Shadow Marketing is when salespeople in large organizations do their own marketing independent of the tools provided to them. For example, they may use their own email automation system instead of what their company provides for one reason or another.
Having been on the front line of sales in large companies for more than two decades, I’ve seen many salespeople take things into their own hands when it comes to automation or strategies to reach their customers. They have to because it could mean getting paid or not getting paid.
Shadow Marketing isn’t a bad word, in fact it’s encouraged at some level because out of the box thinking is necessary to be successful in reaching clients.
The flip side is when salespeople get too caught up in what their company provides and if it doesn’t work, their morale and motivation takes a hit.
I see too many salespeople frustrated with their company’s field marketing. They are always saying that marketing doesn’t understand the needs of their clients and only cares about marketing nationally. There is a lot of truth to that but they are looking at this completely wrong.
It’s a blessing and privilege to have an organization provide content, email scripts, sales plays and contact databases. Small businesses don’t have them but wish they did. These resources cost more than you would ever think.
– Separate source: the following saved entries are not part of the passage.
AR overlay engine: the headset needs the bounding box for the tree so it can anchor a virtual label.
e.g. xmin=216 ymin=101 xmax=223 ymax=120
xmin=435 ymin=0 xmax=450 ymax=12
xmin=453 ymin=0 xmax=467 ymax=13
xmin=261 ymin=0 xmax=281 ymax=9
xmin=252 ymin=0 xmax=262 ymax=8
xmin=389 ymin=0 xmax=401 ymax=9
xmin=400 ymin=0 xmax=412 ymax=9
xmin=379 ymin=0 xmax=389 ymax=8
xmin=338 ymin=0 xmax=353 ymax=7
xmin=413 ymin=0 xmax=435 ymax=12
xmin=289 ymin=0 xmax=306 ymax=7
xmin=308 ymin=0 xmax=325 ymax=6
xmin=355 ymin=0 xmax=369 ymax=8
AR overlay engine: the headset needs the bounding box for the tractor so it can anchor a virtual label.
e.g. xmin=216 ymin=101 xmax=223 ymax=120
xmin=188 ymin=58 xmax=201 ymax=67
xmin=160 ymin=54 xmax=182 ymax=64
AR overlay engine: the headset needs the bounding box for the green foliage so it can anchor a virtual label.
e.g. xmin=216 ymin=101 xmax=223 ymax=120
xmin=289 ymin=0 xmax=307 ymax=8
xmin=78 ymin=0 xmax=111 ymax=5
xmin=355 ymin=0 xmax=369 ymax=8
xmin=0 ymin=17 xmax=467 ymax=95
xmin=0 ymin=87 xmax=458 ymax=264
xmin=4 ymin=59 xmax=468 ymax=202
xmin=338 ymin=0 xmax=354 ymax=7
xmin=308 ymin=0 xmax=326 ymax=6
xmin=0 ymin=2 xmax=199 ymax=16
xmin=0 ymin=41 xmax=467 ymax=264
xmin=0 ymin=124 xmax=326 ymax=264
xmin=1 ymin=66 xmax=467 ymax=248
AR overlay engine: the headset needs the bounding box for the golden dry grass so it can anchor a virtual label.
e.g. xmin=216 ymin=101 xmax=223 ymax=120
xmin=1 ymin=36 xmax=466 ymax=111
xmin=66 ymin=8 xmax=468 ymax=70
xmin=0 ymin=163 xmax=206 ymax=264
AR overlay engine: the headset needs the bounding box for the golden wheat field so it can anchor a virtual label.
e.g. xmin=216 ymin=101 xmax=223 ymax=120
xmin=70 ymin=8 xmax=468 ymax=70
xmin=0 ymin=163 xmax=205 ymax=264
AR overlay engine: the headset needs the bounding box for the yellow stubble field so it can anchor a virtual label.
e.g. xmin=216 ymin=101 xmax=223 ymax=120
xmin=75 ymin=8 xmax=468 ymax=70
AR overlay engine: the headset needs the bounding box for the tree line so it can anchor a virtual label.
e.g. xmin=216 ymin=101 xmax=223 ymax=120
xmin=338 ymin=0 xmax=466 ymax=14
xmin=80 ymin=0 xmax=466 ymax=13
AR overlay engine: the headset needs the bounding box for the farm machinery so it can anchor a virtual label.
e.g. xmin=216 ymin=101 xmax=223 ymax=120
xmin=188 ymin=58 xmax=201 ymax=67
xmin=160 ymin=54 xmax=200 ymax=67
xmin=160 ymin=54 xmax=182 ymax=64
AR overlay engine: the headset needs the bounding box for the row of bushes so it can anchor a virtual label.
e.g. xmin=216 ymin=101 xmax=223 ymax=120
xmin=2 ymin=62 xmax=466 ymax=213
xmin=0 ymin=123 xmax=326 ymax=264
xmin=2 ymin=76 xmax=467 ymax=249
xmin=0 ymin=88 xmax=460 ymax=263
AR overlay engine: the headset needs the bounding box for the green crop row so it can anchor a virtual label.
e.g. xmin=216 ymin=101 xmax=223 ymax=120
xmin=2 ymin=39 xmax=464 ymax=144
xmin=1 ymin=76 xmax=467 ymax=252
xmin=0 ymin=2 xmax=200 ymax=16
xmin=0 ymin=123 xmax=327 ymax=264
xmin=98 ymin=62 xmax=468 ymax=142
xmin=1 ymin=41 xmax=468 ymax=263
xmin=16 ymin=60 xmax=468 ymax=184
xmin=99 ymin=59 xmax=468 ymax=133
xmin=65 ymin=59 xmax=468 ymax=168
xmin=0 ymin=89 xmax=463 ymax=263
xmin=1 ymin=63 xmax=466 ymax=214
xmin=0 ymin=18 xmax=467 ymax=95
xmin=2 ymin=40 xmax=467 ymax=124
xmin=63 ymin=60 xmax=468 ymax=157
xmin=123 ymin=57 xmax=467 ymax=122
That said, you have to get on the offensive and take control of your marketing strategy because you are the only one that truly knows the needs of your clients and territory.
If you rely on your marketing organization to set the strategies for you, you will lose.
Examples of shadow marketing – sales blogging, linkedin outreach, hoot suite and email automation, connect leader, sales blogs like this to name a few things. These all give you an edge, an opportunity to reach your clients more effectively and build your personal brand at the same time.
Shadow Marketing is sometime necessary to execute an omnichannel strategy.